Anastasia Belyakova

Personal information
- Born: Анастаси́я Евге́ньевна Беляко́ва 1 May 1993 (age 33)

Boxing career

Medal record
Women's amateur boxing
Representing Russia
Olympic Games
| Bronze medal – third place | 2016 Rio de Janeiro | Lightweight |
World Championships
| Gold medal – first place | 2014 Jeju City | Light welterweight |
| Silver medal – second place | 2016 Astana | Lightweight |
European Games
| Gold medal – first place | 2015 Baku | Light welterweight |
| Bronze medal – third place | 2019 Minsk | Lightweight |
European Championships
| Gold medal – first place | 2014 Bucharest | Light welterweight |
| Silver medal – second place | 2018 Sofia | Lightweight |

= Anastasia Belyakova =

Russian boxer (born 1993)

Anastasia Belyakova (born 1 May 1993) is a Russian boxer. She competed in the women's lightweight event at the 2016 Summer Olympics, winning a bronze medal.

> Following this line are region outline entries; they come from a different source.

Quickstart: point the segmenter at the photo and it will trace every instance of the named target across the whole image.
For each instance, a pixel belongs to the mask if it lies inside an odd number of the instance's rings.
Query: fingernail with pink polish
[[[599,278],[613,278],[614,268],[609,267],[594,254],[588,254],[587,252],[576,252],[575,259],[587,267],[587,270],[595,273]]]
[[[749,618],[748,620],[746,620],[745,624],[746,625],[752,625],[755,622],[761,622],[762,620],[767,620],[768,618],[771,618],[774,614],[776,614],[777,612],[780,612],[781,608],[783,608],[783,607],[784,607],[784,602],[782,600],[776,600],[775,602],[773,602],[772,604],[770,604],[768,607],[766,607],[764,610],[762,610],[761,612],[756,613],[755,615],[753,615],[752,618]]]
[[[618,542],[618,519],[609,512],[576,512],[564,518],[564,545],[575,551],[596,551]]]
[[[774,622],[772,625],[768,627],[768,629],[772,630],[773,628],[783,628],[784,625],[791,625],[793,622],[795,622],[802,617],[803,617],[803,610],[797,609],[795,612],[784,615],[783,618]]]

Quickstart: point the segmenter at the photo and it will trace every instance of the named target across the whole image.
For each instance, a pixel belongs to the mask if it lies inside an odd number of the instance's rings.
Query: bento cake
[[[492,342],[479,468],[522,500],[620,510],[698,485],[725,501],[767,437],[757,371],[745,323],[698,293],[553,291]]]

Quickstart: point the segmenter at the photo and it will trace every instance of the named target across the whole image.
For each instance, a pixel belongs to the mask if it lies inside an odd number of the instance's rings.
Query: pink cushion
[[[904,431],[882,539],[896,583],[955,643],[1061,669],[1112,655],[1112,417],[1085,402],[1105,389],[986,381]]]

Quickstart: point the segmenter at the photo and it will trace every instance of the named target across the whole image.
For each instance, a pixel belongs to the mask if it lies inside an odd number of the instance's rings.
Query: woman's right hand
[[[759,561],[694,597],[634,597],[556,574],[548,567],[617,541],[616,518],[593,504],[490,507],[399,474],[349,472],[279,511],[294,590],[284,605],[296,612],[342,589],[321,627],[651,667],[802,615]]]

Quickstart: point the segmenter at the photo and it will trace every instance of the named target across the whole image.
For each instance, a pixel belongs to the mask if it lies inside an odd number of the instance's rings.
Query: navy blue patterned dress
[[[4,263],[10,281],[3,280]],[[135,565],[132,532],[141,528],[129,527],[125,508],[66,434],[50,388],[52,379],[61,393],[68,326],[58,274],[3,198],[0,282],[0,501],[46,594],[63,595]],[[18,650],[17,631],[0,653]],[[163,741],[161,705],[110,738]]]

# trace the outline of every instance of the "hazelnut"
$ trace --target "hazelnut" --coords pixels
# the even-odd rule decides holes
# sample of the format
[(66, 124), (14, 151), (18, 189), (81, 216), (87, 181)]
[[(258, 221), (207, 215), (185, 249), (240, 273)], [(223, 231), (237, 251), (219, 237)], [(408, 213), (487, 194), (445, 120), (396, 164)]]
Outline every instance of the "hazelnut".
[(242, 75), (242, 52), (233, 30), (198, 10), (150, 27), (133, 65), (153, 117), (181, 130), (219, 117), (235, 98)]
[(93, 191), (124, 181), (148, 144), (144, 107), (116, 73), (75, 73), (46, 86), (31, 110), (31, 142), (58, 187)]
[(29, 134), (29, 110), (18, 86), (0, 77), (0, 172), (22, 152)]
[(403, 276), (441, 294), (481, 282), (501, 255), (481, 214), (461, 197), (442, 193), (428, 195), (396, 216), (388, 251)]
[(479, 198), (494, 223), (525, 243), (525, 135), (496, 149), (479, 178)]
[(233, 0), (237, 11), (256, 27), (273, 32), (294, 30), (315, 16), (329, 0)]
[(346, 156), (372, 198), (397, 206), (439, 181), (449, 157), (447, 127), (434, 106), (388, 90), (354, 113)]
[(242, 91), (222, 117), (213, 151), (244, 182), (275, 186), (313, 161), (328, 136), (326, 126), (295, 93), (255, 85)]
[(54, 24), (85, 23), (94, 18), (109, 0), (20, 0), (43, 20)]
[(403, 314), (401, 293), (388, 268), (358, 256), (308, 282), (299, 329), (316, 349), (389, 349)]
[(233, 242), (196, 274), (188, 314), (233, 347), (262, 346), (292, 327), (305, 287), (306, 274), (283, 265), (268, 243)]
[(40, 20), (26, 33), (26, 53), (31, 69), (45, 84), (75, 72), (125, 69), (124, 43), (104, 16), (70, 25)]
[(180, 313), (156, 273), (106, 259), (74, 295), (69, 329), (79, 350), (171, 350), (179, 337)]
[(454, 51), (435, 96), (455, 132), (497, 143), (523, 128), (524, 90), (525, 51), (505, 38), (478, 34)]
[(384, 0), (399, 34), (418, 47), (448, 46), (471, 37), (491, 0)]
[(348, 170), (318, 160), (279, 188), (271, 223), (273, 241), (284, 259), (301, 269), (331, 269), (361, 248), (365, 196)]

== Early life and education ==
At the age of nine, she lost her father and grew up without her mother under the guardianship of her grandmother. She lived with her grandmother and older sister.

At the age of thirteen, she began training in boxing at the Zlatoust Sports School of Olympic Reserve No. 5 under coach Evgeny Tarasov, who suggested that she switch from cross-country skiing to boxing.

== Career ==

=== Junior achievements ===
At the 2010 World Championships in the 60 kg weight category, Belyakova placed 5th–8th. In the same year, she won the Junior European Championship, and in 2011, became World Champion among girls under 18. She went on to win silver at the 2013 World Combat Games and gold at the 2014 Russian Youth Spartakiad.

She is a six-time Russian national champion (2012, 2013, 2015, 2017, 2018, 2019).

=== International success ===
In 2014, Belyakova won gold medals at both the European and World Championships. In the European final, she defeated Natasha Jonas of England, and in the World Championship final, she defeated Sandy Ryan, also of England.

In 2015, she once again won her weight category at the European Games, after which she moved up to the 60 kg category. There, she earned silver at the World Championships, losing to Estelle Mossely of France, but at the same time securing an Olympic berth.

=== 2016 Summer Olympics ===
At the 2016 Summer Olympics, Belyakova defeated American boxer Mikaela Mayer in the quarterfinal. In the semifinal against Estelle Mossely, she suffered an elbow injury and lost by technical knockout. Despite the defeat, this result earned Russia its first-ever Olympic bronze medal in women's boxing. Belyakova was congratulated on her medal by Russian Prime Minister Dmitry Medvedev and Governor of Chelyabinsk Oblast Boris Dubrovsky.

=== Later career ===
At the 2018 World Championships, on 18 November, she was eliminated in the round of 16 (third round) after a close fight against China's Yang Wenlu.[7] She had been exempted from the first round and defeated Elisa Williams of Panama in the second round.

At the 2019 European Games in Minsk, in the 60 kg weight category, she won a bronze medal.